The study of human nutrition remains an immature science because it lacks a universally acknowledged unifying paradigm (11). Without an overarching and guiding template, it is not surprising that there is such seeming chaos, disagreement and confusion in the discipline. The renowned Russian geneticist Theodosius Dobzhansky (1900-1975) said, “Nothing in biology makes sense except in the light of evolution” (12). Indeed, nothing in nutrition seems to make sense because most nutritionists have little or no formal training in evolutionary theory, much less human evolution. Nutritionists face the same problem as anyone who is not using an evolutionary model to evaluate biology: fragmented information and no coherent way to interpret the data.
All human nutritional requirements like those of all living organisms are ultimately genetically determined.
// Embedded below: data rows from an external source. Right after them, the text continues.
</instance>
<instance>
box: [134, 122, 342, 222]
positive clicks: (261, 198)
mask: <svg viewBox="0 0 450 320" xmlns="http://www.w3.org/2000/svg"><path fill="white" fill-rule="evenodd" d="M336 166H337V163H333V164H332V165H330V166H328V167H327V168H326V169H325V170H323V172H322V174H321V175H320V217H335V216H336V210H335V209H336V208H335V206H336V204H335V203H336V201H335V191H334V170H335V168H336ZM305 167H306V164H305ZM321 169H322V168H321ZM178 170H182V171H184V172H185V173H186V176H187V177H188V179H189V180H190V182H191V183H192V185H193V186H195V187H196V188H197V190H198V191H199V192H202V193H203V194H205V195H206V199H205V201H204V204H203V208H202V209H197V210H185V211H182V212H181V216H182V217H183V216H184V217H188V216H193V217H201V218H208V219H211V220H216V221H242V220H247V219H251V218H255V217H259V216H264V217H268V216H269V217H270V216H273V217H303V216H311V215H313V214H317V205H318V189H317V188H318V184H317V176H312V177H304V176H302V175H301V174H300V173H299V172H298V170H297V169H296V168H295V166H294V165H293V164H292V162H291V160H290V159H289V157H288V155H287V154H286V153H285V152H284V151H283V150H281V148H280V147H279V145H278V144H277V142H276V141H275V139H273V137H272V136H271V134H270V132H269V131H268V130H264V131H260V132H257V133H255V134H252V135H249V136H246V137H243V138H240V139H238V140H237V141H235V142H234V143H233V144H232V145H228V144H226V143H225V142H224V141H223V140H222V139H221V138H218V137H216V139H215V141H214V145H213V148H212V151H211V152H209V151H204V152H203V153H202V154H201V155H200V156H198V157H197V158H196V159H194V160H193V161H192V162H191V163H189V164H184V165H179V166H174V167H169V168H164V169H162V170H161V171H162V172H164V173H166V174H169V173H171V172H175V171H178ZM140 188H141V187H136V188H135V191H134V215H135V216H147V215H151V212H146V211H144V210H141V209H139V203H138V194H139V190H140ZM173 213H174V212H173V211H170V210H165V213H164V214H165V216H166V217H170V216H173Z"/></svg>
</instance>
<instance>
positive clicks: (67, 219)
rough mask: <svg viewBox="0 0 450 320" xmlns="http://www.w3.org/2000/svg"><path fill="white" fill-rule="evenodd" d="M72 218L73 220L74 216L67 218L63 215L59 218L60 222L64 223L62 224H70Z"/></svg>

Most nutritionists are aware of this basic concept; what they have little appreciation for is the process (natural selection) which uniquely shaped our species’ nutritional requirements. By carefully examining the ancient environment under which our genome arose, it is possible to gain insight into our present day nutritional requirements and the range of foods and diets to which we are genetically adapted via natural selection (13-16). This insight can then be employed as a template to organize and make sense out of experimental and epidemiological studies of human biology and nutrition (11).

This is a REALLY long post but I want to make a point. We DO NOT endorse a fad for a nutritional program. Our recommendations are based on the best of both science and the empirical evidence of the worlds best coaches. Take some time and educate yourself on the topic.